Today I had to fill the truck up with fuel and the filling station is located across the road from my gym. The parking lot of the gym was packed. I could not help but wonder if all those people were at the gym or was it just something else going on. So I drove over to see. Dawning my pull over mask, I walked up to the gym, which I'm a member, and looked through the windows...it was packed. There had to be 30-40 people in there working out. The building has a lot of sidewalk frontage with large windows and I could see the dead weights, the treadmills, elliptical machines, stair steppers easily. Almost every station was being used and all the machines were packed together tightly next to each other within 12"as they always have been, the ceiling fans were running at high speed, there were people stretching on the floor mats, it was all just as I remember, including the fact that most every person there DID NOT HAVE A MASK on.

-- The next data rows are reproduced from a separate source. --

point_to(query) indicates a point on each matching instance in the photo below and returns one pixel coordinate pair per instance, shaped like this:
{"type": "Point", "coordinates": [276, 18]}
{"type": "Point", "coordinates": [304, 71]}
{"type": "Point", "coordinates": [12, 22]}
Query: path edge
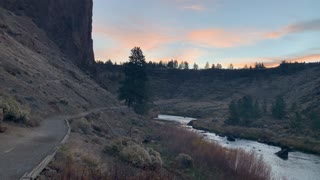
{"type": "Point", "coordinates": [44, 163]}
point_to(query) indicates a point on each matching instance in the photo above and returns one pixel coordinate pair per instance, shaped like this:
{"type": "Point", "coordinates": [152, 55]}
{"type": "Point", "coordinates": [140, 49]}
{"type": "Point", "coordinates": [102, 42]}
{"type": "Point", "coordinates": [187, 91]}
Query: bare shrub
{"type": "Point", "coordinates": [208, 156]}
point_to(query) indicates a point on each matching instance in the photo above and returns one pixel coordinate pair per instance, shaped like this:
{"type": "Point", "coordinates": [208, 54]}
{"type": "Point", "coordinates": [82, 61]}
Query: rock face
{"type": "Point", "coordinates": [67, 22]}
{"type": "Point", "coordinates": [284, 153]}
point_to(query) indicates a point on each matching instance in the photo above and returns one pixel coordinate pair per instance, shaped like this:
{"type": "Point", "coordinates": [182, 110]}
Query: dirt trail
{"type": "Point", "coordinates": [21, 149]}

Not even the grocery store style, where they have a mask on their chin, not their nose and mouth. But how could that be? Certainly someone would have told me that the virus is over, its gone! Haven't heard a word, so I checked the news feed on line and according to this article the Corona virus is spiking in Ohio and in the states.
Could it be they have found A magical mystery cure to prevent the virus from being spread as long as your working out or is it that people just don't care and have taken the attitude if its going to happen....its going to happen? I just went home to my sterile home gym.
Do you see this, I'm not wearing a mask, I don't care attitude? How so?


----------



## Robert59 (Oct 27, 2020)

What national gym do you go too?


----------



## Keesha (Oct 27, 2020)

That would be my last time going if that’s what I saw.


----------



## jujube (Oct 27, 2020)

I can't think of a worst place to be without a mask than a packed gym.  Everyone breathing hard, sweat flying, lots and lots of touching of equipment.


----------



## needshave (Oct 27, 2020)

Certainly many try to be responsible and wipe down the equipment but I guess Im just too concerned to try it. Typically I'm not very lucky. 

I have seen much the same in many big box stores, where a sign identifies it is mandatory to wear a mask to enter, yet they do not. Then you have to use a cart, and just how good of a job can I do in wiping the cart down? It may be just me, but for me its a risk.


----------



## 911 (Oct 27, 2020)

I suspended my membership at LA Fitness, but went along to my neighbor’s gym one morning. No one in the gym had a mask on there either, so I told my neighbor that I would wait for him outside. And, I did.


----------



## win231 (Oct 27, 2020)

jujube said:


> I can't think of a worst place to be without a mask than a packed gym.  Everyone breathing hard, sweat flying, lots and lots of touching of equipment.


Touching equipment does not spread any virus.  Touching equipment that has the virus on it, then touching your face can spread it.


----------



## Geezerette (Oct 27, 2020)

I belong to a program called Silver Sneakers, connected to the Medicare plans. I can go to a huge gym associated with a health plan PT & cardiac and pulmonary rehab programs. At this time they have determined how many are allowed in their open hours ( when they are not doing the cardio or pulmonary rehabs) and each month we sign up for our preferred session time. Often get on wait list. But they have done a fantastic job of checking, masking, and distancing.
They eliminated their basketball/pickle ball and spread the equipment out over a huge area, each thing easily 8-10 feet apart,  get quizzed on symptoms and temp checked going in, must wear GOOD masks, not bandannas etc. Have sanitizer, wipes and disinfectant available. People friendly to one another at distance. Lucky if I get to go 2x week.


----------



## Aneeda72 (Oct 27, 2020)

win231 said:


> Touching equipment does not spread any virus.  Touching equipment that has the virus on it, then touching your face can spread it.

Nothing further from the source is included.